Dans la ville de Chicago en 1980, Marc Smith, ouvrier du bâtiment et poète à ses heures perdues, insuffla vie au slam, un art qui depuis ma jeunesse m’a captivé. Le slam, tout comme le rap, est une forme de poésie. Ce qui les distingue réside dans leur intention et leur rythme singuliers. Tandis que le slam vise une expression poétique profonde, sans compromettre son sens, afin d’atteindre l’âme de ceux qui l’écoutent, le rap cherche davantage à divertir, à jouer avec les sonorités et à ambiancer son public.
C’est ainsi que lors de ma scolarité à l’Athénée Royal d’Ath, j’ai eu l’opportunité de plonger dans cet art au cours de français. Après avoir visionné en classe la performance live de Grand Corps Malade intitulée « Course contre la montre », nous avons été invités à rédiger un texte en réaction à cet événement.

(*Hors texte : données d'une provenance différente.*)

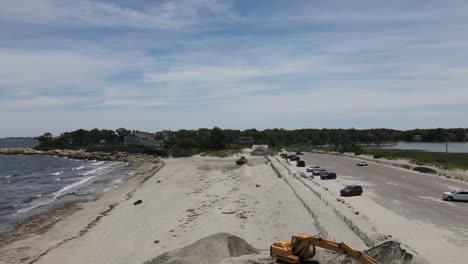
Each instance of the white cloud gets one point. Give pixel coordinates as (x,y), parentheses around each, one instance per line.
(60,69)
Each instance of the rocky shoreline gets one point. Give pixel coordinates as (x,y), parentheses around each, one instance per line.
(80,154)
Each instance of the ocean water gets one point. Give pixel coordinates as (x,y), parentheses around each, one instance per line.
(32,183)
(453,147)
(18,142)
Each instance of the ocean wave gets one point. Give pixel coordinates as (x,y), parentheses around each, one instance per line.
(96,170)
(70,186)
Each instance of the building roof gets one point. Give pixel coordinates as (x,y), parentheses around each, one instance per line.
(142,135)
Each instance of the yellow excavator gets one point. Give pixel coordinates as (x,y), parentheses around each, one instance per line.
(301,248)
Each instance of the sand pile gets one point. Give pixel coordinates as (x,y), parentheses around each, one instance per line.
(223,248)
(209,250)
(389,252)
(392,252)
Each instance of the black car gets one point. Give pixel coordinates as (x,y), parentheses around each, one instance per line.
(327,175)
(351,190)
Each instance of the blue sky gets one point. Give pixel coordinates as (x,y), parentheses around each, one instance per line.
(153,65)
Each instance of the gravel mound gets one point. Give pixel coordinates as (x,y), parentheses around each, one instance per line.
(209,250)
(223,248)
(391,252)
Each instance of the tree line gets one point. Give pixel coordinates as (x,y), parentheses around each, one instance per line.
(216,138)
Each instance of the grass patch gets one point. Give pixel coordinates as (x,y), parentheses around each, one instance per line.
(221,153)
(454,160)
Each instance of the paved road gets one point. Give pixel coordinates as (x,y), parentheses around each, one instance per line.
(410,194)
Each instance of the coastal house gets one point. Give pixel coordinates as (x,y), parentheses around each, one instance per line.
(143,139)
(260,150)
(246,142)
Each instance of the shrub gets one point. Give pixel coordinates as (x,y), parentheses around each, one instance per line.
(425,170)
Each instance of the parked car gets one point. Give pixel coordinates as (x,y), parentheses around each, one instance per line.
(461,195)
(351,190)
(316,170)
(327,175)
(296,158)
(361,163)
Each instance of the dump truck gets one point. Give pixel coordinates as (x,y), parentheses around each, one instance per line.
(301,248)
(241,161)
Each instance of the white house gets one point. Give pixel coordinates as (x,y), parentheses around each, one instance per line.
(143,139)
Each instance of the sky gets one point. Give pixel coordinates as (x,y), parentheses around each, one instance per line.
(154,65)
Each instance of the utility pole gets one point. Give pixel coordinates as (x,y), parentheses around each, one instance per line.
(446,153)
(275,146)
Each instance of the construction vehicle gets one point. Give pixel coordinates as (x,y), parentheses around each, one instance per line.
(241,161)
(301,248)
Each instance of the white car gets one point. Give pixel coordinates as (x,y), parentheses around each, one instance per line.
(461,195)
(316,170)
(361,163)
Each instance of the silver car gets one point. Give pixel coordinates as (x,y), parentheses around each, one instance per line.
(461,195)
(316,170)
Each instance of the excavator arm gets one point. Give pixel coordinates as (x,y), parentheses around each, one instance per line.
(298,249)
(302,249)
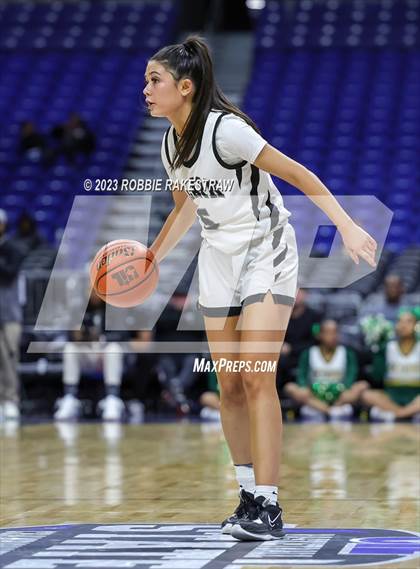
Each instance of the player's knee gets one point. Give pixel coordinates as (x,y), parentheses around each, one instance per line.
(231,389)
(299,394)
(257,383)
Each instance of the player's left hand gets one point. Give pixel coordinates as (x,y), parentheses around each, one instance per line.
(359,243)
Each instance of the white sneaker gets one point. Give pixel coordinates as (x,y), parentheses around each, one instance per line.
(11,411)
(68,408)
(380,415)
(341,412)
(112,408)
(307,412)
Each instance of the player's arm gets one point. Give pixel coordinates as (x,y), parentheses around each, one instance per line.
(180,219)
(357,242)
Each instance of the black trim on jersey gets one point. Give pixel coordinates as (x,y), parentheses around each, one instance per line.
(280,257)
(277,235)
(217,155)
(260,296)
(239,176)
(191,161)
(255,180)
(219,310)
(168,158)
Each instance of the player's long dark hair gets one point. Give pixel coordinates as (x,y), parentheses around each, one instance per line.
(192,59)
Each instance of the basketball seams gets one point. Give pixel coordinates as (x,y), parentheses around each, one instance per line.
(121,265)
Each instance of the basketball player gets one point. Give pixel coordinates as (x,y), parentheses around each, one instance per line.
(248,259)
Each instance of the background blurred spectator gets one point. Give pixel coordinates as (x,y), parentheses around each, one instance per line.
(299,336)
(85,357)
(389,302)
(397,370)
(74,138)
(11,257)
(175,371)
(27,234)
(32,144)
(327,377)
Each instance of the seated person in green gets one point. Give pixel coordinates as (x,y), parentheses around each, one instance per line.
(327,383)
(397,370)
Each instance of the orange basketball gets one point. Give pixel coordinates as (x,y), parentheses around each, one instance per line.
(124,273)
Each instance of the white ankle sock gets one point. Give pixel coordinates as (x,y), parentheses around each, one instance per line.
(269,492)
(245,477)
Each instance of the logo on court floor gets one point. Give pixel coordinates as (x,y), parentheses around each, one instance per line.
(170,546)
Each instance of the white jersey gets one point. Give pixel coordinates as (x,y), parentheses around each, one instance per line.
(327,371)
(236,202)
(402,369)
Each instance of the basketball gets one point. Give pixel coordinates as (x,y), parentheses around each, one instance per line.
(124,273)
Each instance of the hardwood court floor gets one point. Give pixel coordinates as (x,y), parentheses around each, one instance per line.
(336,476)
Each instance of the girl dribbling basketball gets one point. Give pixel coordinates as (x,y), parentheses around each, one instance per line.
(248,259)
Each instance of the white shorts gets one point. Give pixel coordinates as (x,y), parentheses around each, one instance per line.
(228,282)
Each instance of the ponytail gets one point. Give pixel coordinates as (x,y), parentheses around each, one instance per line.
(192,59)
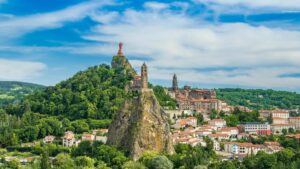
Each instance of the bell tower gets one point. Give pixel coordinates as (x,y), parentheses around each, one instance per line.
(174,83)
(144,74)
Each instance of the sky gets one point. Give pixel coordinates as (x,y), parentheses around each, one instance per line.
(207,43)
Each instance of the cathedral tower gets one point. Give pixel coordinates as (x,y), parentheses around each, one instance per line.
(144,74)
(174,83)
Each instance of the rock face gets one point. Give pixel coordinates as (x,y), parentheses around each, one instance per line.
(141,126)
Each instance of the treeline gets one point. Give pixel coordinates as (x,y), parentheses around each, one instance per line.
(95,93)
(259,99)
(14,92)
(96,155)
(34,126)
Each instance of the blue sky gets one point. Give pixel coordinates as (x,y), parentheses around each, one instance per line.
(208,43)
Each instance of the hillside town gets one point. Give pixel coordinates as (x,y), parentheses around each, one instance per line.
(229,142)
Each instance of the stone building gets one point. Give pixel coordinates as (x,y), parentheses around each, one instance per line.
(194,99)
(140,82)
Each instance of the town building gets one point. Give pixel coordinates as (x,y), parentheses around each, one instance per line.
(231,131)
(203,101)
(88,137)
(255,128)
(69,139)
(242,149)
(278,113)
(218,137)
(279,120)
(277,128)
(140,82)
(297,136)
(48,139)
(219,123)
(295,121)
(181,123)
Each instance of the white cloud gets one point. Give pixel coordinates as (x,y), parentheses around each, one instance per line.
(3,1)
(172,42)
(257,3)
(250,6)
(155,5)
(16,26)
(20,70)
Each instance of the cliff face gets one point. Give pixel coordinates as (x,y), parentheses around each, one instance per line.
(141,126)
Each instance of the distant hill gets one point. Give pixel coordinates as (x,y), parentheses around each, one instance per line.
(97,93)
(259,99)
(13,92)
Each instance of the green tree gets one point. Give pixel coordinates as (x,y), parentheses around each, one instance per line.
(13,164)
(160,162)
(84,149)
(213,114)
(63,161)
(84,161)
(200,118)
(133,165)
(45,161)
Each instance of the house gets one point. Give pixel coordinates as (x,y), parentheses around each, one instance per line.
(219,123)
(100,132)
(69,139)
(48,139)
(218,136)
(277,128)
(272,147)
(216,145)
(181,123)
(203,132)
(280,114)
(295,121)
(279,120)
(103,139)
(88,137)
(255,128)
(26,160)
(297,136)
(242,148)
(232,131)
(274,113)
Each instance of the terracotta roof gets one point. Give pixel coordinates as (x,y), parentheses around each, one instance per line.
(218,135)
(217,120)
(294,136)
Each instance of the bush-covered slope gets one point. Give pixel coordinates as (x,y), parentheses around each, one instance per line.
(13,92)
(260,99)
(95,93)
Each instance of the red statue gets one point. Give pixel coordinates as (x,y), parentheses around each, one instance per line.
(120,49)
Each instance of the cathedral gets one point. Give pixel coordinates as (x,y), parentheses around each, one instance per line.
(140,82)
(194,99)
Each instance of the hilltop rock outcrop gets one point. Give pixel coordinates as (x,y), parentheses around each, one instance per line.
(141,126)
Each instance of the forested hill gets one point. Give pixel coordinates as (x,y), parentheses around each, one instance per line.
(259,99)
(13,92)
(94,93)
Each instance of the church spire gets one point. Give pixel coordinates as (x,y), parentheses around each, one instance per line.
(120,53)
(175,83)
(144,74)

Le slam, dans sa quête de vérité et d’émotion, transcende les simples mots pour devenir un véhicule puissant de partage et de connexion. Il m’a permis de découvrir comment les tournures poétiques, la musicalité des phrases et la profondeur des émotions pouvaient trouver leur place dans une forme artistique à part entière, offrant ainsi un espace pour exprimer des histoires authentiques et personnelles.

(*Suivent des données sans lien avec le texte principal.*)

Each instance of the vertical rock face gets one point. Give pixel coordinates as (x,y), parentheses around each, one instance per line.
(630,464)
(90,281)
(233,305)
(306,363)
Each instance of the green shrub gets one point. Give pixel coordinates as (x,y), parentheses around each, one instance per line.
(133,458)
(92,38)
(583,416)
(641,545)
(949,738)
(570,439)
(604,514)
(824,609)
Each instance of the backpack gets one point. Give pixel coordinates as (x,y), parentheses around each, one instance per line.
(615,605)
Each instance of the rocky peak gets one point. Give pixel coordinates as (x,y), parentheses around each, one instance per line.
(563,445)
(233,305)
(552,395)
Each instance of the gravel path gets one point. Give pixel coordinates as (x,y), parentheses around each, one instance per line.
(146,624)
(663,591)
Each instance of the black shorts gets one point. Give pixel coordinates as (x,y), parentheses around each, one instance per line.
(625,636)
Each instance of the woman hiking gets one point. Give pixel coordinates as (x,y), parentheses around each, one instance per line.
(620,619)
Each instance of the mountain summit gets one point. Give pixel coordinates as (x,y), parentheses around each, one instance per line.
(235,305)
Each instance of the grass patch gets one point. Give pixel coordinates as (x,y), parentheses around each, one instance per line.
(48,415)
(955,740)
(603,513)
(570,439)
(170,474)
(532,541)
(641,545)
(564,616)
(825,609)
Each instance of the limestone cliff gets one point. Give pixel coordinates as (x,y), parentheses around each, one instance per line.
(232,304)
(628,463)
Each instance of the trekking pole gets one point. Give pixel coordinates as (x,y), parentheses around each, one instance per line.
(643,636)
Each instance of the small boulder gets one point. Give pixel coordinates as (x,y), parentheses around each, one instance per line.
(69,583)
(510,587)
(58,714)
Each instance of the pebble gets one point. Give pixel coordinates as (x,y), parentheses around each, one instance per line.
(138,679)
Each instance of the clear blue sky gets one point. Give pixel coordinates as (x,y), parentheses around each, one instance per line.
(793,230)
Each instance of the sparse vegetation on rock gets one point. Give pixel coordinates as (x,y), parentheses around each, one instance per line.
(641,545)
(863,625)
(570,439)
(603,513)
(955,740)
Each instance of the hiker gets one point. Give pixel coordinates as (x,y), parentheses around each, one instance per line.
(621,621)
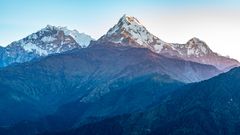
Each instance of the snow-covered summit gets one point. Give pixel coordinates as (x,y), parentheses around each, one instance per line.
(49,40)
(130,32)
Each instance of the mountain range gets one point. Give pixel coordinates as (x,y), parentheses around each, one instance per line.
(47,41)
(60,81)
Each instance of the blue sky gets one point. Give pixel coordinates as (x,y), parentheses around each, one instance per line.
(214,21)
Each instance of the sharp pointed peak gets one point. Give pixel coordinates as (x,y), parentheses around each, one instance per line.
(129,19)
(195,40)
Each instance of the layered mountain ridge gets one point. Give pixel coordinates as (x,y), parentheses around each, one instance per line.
(129,31)
(47,41)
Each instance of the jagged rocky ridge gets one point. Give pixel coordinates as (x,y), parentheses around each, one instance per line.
(49,40)
(130,32)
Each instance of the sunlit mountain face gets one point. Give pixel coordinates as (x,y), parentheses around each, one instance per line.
(127,82)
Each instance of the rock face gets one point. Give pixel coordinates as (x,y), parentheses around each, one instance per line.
(49,40)
(87,74)
(130,32)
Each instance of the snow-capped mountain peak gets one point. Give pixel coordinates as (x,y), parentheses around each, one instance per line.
(49,40)
(129,31)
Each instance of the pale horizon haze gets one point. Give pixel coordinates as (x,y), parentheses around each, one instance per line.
(217,22)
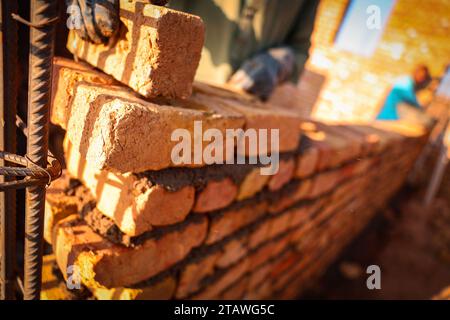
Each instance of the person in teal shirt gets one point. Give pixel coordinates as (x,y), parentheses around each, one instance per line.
(404,91)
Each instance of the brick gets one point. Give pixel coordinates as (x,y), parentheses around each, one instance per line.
(192,275)
(258,276)
(224,224)
(162,290)
(214,290)
(307,162)
(216,195)
(260,235)
(66,74)
(283,176)
(103,264)
(111,128)
(252,184)
(299,215)
(156,52)
(324,182)
(267,251)
(57,207)
(333,150)
(53,288)
(301,191)
(232,252)
(135,205)
(237,291)
(260,116)
(279,225)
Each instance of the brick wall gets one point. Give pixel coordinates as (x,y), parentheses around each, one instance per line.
(140,228)
(416,32)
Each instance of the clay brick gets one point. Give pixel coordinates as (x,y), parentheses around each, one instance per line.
(267,251)
(284,174)
(58,205)
(103,264)
(232,252)
(66,74)
(260,116)
(299,215)
(216,195)
(283,265)
(162,290)
(156,51)
(192,274)
(333,150)
(260,235)
(302,191)
(230,221)
(237,291)
(279,225)
(324,182)
(252,184)
(259,275)
(134,204)
(112,128)
(214,290)
(53,288)
(307,162)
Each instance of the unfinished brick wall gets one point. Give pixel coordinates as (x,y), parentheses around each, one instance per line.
(355,86)
(140,227)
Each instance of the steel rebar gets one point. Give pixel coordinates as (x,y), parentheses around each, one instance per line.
(42,33)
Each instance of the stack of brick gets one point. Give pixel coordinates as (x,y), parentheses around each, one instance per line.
(133,224)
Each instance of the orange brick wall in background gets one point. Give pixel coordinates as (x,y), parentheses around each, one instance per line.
(355,86)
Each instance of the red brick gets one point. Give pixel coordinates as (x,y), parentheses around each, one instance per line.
(216,195)
(307,162)
(284,174)
(103,264)
(157,51)
(192,274)
(232,220)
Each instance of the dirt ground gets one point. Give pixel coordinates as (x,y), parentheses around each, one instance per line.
(409,242)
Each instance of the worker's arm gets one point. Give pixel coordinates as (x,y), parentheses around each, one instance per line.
(260,75)
(300,38)
(99,18)
(409,96)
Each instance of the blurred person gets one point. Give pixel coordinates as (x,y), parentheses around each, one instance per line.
(252,45)
(404,92)
(444,86)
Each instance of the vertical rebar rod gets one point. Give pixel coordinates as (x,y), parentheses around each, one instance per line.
(42,35)
(8,109)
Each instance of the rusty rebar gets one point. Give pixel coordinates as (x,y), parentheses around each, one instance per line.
(40,68)
(8,105)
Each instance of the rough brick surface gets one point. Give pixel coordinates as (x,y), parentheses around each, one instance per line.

Le temps passe l’avenir trépasse, L’argent domine un monde dans lequel La famine prime et laisse des séquelles. Légère est la pauvreté sur la balance des classes Mais même avec absence y a pas assez de place. On pense beaucoup à ce qu’on dit On pense moins à ce qu’on fait On se croit dans une utopie Alors qu’on est tous fait. Comment reconstruire le monde Quand la société nous dévergonde ? Je vocifère mais les mots ne valent plus, Une faconde intarissable, une verbosité instoppable. On s’est battu et on s’est ébattu, Les mots ne suffisent plus. La parole est déchue, Certains sont déçus. Quand avant naissaient des élus Maintenant naissent des inconnus. Des gens au pouvoir À croire aléatoire Qui finissent par nous dicter Comment régler la société. Imagine petit, moi j’ai connu la pandémie, Imagine petit, moi j’ai connu la dystopi, Imagine petit, perdre l’envie d’quitter son lit, Imagine petit, une vie d’asphyxie. Faites tomber les masques Et humez la senteur enivrante, Une jeunesse fantasque Qui profite des étoiles filantes. | Le ciel se dégage, disparaissent les nuages, Après la pluie, le soleil Et après le soleil, des merveilles. Des merveilles qu’on fera voir à nos enfants Parce que d’ici là c’est le grand changement. On va chanter l’amour, Panser la terre, On va penser laboure Pour une nouvelle ère. Le temps passe l’avenir trépasse, Main dans la main enclenche le frein. Brillons si fort, plus que l’or, Pour réveiller les morts Qu’ils assistent à notre aurore. Le voile a brûlé, le masque est tombé, Les chaines sont brisées, le futur est né. Ouvrons les yeux, Faisons nos adieux au passé Pour un avenir radieux. |
Lors d’une visioconférence en classe avec l’écrivaine Zoé Derleyn, autrice de « Debout dans l’eau », mon professeur a partagé mon slam. Avec humilité, Zoé Derleyn a exprimé avoir été touchée par mon texte. Elle a confié qu’il avait résonné en elle, évoquant des émotions profondes, presque au bord des larmes. Elle a souligné sa capacité à comprendre le contenu, à s’y identifier et a loué sa beauté intrinsèque.